The bag was packed. We were all ready, dressed in our zip-lock bags and armed to the teeth with toothpicks for swords and thimbles for helmets. We were all connected by a fishing line so we wouldn’t lose each other. Deciding to make our move in the dead of the night, so as not to be noticed by the Smiths and of course the deadly Baby Jake, we set off. Fortunately, our size came in handy; it meant we made no noise.
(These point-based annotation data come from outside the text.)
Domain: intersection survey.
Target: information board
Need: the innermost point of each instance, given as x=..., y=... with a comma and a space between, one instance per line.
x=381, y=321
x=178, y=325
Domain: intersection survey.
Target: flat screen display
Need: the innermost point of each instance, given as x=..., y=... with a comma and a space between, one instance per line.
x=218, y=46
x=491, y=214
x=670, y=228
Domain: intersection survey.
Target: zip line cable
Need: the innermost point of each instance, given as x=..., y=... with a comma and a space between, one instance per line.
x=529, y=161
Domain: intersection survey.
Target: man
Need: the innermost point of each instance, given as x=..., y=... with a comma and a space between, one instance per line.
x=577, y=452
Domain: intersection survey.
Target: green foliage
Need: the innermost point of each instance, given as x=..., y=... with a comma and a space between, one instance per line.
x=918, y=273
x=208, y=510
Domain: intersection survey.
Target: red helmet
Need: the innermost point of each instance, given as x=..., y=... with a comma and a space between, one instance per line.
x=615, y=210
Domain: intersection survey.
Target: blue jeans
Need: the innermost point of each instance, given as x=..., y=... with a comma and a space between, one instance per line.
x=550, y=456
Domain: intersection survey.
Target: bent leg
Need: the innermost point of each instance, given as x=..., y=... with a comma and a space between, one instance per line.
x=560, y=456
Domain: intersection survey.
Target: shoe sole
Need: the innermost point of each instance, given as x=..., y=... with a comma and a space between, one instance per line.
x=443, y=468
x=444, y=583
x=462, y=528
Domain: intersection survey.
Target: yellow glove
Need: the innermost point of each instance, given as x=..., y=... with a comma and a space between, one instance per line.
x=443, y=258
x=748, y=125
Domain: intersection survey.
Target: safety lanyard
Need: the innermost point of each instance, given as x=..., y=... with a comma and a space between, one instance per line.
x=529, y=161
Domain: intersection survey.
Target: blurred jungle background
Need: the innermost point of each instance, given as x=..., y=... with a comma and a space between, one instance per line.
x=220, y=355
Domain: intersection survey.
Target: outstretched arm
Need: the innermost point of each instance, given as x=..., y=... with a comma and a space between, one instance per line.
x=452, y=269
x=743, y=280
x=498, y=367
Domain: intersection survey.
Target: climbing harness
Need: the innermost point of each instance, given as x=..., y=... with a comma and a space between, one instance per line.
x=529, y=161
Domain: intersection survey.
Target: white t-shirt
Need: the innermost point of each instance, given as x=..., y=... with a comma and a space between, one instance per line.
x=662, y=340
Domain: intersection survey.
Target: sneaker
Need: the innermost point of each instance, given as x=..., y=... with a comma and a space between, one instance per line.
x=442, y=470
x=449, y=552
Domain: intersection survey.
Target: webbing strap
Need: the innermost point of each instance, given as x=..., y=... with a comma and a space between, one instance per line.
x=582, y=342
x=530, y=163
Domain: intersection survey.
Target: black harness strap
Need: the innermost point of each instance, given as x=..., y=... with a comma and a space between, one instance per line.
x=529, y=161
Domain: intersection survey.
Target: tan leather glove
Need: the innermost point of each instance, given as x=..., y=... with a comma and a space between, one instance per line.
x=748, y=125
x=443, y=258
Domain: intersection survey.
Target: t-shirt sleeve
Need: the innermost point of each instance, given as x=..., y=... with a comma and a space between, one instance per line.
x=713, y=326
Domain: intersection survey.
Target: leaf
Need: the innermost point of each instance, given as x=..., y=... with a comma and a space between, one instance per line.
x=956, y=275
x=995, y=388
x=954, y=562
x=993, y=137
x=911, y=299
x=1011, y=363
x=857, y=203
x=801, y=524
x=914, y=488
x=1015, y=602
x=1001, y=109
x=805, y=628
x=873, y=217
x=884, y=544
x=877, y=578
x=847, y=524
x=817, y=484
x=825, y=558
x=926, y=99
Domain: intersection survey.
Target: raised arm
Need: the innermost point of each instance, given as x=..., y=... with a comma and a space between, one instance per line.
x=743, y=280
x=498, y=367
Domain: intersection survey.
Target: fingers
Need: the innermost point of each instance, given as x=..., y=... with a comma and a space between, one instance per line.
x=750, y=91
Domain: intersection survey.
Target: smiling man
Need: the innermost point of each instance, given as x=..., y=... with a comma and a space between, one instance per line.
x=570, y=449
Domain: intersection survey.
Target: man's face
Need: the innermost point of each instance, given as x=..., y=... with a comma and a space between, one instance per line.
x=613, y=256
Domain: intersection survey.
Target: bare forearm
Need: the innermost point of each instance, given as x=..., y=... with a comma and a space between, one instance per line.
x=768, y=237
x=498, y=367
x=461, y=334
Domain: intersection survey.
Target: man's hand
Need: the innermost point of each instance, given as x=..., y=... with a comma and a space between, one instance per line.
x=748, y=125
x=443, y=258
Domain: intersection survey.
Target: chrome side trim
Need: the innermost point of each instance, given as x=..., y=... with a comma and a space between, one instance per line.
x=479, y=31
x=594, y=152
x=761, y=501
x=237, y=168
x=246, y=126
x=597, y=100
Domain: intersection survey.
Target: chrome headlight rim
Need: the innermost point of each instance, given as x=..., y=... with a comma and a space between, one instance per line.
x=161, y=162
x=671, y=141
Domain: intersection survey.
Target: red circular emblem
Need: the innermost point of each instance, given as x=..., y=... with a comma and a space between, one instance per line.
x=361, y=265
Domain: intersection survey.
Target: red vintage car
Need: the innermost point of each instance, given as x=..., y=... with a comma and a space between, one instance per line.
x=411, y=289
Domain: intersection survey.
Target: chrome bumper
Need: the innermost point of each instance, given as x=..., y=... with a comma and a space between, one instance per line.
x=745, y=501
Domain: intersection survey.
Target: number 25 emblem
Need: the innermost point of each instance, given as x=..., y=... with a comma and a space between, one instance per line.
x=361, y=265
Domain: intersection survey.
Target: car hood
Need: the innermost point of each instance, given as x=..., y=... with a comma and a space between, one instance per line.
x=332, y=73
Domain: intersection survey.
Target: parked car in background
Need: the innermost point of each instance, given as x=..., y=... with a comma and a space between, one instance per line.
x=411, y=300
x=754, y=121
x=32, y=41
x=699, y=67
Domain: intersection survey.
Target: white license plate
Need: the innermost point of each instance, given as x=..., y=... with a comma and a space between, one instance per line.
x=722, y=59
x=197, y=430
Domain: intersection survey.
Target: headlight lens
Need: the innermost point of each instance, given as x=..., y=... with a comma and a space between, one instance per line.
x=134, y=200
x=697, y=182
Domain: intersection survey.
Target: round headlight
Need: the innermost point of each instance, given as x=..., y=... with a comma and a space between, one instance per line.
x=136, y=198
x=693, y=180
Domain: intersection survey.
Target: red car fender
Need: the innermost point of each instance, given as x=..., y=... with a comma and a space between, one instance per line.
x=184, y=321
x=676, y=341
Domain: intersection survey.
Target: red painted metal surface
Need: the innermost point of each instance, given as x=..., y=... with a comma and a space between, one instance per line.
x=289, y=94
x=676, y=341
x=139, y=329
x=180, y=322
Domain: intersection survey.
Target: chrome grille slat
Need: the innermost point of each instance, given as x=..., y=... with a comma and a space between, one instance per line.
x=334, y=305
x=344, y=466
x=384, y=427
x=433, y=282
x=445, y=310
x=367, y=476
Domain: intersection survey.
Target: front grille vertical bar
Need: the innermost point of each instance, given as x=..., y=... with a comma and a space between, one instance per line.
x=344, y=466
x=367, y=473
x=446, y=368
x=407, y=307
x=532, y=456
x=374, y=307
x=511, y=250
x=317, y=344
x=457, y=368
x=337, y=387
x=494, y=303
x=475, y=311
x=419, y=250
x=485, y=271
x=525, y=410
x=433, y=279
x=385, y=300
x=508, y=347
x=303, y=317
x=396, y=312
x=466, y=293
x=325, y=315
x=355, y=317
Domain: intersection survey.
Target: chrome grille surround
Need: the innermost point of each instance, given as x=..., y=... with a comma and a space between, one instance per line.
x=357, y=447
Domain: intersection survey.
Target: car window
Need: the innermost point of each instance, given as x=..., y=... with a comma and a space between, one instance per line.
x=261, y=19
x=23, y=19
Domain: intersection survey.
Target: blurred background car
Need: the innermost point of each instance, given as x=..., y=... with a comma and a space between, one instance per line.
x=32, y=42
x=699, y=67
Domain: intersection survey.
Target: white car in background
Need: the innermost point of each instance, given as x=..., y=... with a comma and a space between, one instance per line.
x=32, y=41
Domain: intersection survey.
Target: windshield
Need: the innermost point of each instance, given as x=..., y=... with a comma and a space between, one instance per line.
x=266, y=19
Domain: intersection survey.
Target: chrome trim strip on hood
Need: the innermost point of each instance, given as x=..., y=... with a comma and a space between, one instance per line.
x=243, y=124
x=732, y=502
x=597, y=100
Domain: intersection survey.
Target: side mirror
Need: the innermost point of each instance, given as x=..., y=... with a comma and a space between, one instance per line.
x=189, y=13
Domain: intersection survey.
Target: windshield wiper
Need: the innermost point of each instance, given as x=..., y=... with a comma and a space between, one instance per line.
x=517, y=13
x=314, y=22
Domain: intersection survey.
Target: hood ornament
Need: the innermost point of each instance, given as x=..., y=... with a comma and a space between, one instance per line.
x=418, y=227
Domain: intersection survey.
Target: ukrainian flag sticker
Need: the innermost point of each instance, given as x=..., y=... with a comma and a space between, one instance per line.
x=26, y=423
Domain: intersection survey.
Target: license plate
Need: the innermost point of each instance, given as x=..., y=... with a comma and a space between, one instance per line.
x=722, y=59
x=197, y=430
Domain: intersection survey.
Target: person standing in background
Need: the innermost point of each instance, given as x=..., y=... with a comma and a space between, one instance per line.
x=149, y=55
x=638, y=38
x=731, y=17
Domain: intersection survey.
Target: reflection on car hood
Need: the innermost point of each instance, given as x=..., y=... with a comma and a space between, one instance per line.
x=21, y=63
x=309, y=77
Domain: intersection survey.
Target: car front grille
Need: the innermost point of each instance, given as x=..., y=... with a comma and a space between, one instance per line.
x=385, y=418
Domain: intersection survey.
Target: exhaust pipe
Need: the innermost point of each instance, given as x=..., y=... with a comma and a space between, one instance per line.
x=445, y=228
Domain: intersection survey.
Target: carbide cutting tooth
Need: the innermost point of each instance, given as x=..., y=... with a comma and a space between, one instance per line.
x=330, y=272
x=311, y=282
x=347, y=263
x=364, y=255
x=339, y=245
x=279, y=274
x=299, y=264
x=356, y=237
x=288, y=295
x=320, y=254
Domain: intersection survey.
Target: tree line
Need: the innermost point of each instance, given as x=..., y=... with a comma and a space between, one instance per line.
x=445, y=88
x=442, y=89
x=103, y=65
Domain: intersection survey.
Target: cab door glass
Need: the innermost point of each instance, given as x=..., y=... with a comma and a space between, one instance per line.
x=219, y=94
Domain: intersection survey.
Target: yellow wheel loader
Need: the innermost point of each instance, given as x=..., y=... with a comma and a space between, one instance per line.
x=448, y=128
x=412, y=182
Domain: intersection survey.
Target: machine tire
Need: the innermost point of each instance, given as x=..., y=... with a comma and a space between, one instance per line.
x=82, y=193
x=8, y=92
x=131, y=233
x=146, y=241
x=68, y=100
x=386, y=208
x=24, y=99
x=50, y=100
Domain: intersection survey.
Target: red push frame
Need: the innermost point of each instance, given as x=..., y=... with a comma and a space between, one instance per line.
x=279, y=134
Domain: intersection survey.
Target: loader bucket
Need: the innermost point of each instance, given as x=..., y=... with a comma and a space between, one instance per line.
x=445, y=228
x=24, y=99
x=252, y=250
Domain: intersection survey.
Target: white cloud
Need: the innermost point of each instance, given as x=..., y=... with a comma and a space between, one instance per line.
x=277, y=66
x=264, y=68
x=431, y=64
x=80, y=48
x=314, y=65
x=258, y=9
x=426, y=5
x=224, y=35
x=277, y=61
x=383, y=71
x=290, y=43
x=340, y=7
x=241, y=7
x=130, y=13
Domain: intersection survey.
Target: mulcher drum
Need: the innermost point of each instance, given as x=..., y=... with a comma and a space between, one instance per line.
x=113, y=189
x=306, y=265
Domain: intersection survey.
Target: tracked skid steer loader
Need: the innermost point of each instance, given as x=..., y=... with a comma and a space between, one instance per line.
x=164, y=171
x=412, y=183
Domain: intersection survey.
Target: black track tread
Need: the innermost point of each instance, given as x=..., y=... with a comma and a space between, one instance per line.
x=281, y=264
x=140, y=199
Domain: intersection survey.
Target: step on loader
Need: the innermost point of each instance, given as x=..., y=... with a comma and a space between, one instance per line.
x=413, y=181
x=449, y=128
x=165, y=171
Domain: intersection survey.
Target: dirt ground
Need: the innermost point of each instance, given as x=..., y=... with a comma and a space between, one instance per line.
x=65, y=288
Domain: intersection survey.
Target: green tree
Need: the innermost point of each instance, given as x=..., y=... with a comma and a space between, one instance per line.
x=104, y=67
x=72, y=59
We crawled up the stairs in careful silence. iPhone was up front, followed by AC, who was carrying the bag, and I was at the back. I looked behind me every three seconds, expecting something, or rather someone, to be following us. Thankfully, no-one was there.
Suddenly iPhone stopped. He gestured with his hands, or to put it more accurately, he performed a karate-chop-hand-wave-peace-sign. AC and I shared a puzzled look and glared at iPhone. He tried again, this time with a bunny-ears-high-five gesture. Now I was confused. iPhone sighed, his hand on his head.
‘We’ve reached the nursery!’ he hissed, annoyed.
‘Ohhhhhhhh,’ I said, now smiling. But AC was frowning.
‘How in the name of Apple,’ he began, ‘will we open that massive thing?!’ He gestured at the heavy oak door splattered with big, sparkly letters that read: BABY JAKE. iPhone thought long and hard with his high-technology, internet-accessing brain that knows the answer to every question in the universe.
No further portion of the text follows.